Optimal video coding for bit-rate switching applications: a game-theoretic approach Stefania Colonnese, Gianpiero Panci, Stefano Rinauro, and Gaetano Scarano Dip. INFOCOM, Università “La Sapienza” di Roma via Eudossiana 18, 00184 Roma, Italy e-mail: {colonnese,panci,rinauro,scarano}@infocom.uniroma1.it.

Abstract In this work 1 we discuss a game theoretic approach to bitstream switching in video coding. Fast and bit-saving video bitstream switching is an important issue in video communication system on time varying channels. The most recent video coding standard, namely H.264, support the seamless switching among bitstreams coded at different bitrates by means of suitably coded frames, named Switching Pictures. Since the rate-distortion characteristics of switching frames differ from those of I and P frames, their location affect both the bit-rate and the quality of the coded sequence. In this work, we address the optimization of the SP frames location under an assigned bitrate budget. At this aim we restor to a game theoretic approach and we show that the optimal solution is met when the SP frames are assigned to the frame with the smallest innovation. Experimental results show the advantage in terms of both rate and distortion achieved by the optimized Switching frame insertion with respect to basic H.264 coding.
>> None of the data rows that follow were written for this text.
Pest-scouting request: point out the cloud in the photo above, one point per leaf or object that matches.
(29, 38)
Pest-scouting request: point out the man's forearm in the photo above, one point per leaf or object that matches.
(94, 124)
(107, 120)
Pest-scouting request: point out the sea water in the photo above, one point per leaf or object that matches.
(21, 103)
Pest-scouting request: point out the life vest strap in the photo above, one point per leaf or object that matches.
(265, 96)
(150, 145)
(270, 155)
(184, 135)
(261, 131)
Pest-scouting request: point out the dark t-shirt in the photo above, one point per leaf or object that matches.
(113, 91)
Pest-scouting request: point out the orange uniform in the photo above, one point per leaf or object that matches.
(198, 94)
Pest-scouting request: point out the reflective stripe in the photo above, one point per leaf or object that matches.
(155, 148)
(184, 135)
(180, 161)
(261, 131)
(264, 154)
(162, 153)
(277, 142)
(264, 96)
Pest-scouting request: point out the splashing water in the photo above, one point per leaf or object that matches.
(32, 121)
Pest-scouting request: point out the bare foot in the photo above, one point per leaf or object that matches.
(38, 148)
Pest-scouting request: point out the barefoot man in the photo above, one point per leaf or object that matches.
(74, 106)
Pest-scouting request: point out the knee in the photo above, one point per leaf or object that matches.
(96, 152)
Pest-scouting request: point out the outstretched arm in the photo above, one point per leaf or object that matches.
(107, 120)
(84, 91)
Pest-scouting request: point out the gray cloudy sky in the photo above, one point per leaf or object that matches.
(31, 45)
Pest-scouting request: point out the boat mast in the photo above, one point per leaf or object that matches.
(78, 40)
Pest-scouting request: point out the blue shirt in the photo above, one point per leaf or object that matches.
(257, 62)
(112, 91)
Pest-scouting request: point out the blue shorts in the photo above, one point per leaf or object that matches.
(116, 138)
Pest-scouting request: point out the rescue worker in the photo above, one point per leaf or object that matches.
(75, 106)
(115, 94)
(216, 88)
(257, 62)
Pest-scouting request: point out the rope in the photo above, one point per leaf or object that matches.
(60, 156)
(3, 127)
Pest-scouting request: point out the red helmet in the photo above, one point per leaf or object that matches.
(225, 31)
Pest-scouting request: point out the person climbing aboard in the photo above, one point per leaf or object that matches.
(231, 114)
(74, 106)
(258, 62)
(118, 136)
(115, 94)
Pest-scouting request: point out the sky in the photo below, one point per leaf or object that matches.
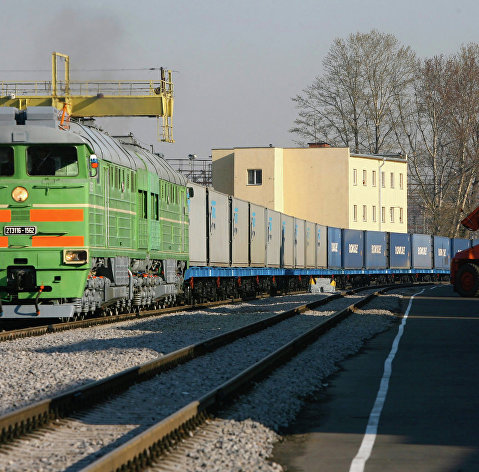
(236, 64)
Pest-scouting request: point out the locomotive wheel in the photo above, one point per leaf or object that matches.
(467, 280)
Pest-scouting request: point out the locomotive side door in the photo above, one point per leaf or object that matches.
(106, 181)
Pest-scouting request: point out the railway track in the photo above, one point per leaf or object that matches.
(56, 327)
(160, 434)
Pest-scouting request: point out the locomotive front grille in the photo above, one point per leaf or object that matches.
(20, 214)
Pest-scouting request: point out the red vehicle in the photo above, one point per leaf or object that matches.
(465, 264)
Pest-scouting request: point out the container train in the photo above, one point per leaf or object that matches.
(90, 223)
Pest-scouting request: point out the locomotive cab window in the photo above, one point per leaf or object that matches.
(58, 161)
(6, 162)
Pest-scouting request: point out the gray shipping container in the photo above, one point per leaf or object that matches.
(299, 243)
(197, 227)
(273, 237)
(287, 241)
(239, 232)
(219, 229)
(257, 231)
(310, 244)
(321, 246)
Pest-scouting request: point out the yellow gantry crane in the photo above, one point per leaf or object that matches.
(80, 99)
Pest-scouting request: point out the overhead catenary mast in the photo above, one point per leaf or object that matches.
(82, 99)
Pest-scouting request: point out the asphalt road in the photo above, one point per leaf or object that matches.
(429, 417)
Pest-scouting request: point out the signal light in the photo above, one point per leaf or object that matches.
(19, 194)
(77, 256)
(93, 161)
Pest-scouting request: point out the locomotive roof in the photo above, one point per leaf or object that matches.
(41, 126)
(127, 154)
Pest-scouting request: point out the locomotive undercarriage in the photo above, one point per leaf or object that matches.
(203, 289)
(121, 284)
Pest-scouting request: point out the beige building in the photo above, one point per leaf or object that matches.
(322, 184)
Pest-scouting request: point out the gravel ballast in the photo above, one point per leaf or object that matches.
(243, 436)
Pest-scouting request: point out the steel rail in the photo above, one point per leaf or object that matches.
(143, 449)
(29, 418)
(11, 335)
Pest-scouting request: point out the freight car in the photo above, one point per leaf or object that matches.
(280, 252)
(90, 223)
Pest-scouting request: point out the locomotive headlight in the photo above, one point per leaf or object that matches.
(19, 194)
(75, 256)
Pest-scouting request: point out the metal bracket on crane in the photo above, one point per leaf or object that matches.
(82, 99)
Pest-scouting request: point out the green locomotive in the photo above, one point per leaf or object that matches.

I. Introduction Fast and bit-saving video bitstream switching is an important issue in video communication on channels varying due to mobility and/or handover in heterogeneous networks. The most recent video coding standard, namely ITU-T Rec. H.264 introduces two new frame types, SP-frames and SI-frames, that can be perfectly reconstructed even when different reference frames are used for their prediction [1]. This property allows seamless bitstream switching, at a lower cost than using I-frames to provide random access. Theoretical and empirical rate-distortion curves of SI and SP frames have been provided in [2]. Since the rate-distortion curve of SI and SP frames are different from those of usual I and P frames, it is worth investigating how the switching frames can be introduced under suitable optimality criteria. Although the rate-distortion optimization issue is widely discussed in video coding literature [3], [4], it is still of great interest and novel results have been recently provided by resorting to a game theory based technique for optimizing the bit rate control 1 This work is partially supported by Italian National project Wireless 8O2.16 Multi-antenna mEsh Networks (WOMEN) under grant number 2005093248.

in video coding [5]. In [5], the authors optimize the perceptual quality of the decoded sequence while guaranteeing “fairness” in bit allocation among macroblocks. Since the whole frame is an entity perceived by viewers, macroblocks represent players that compete cooperatively under a global objective of achieving the best quality with the given bit constraint. Following the approach of the optimization in [5], here we formulate the problem of video coding for bitstream switching by representing the frames of a sequence as players and the overall sequence quality as the objective function. The strategy of each player is the choice of the coding mode and the allocated bits. Experimental results are provided to show the performance of the optimized coding strategy in a video streaming environment allowing bitstream switching.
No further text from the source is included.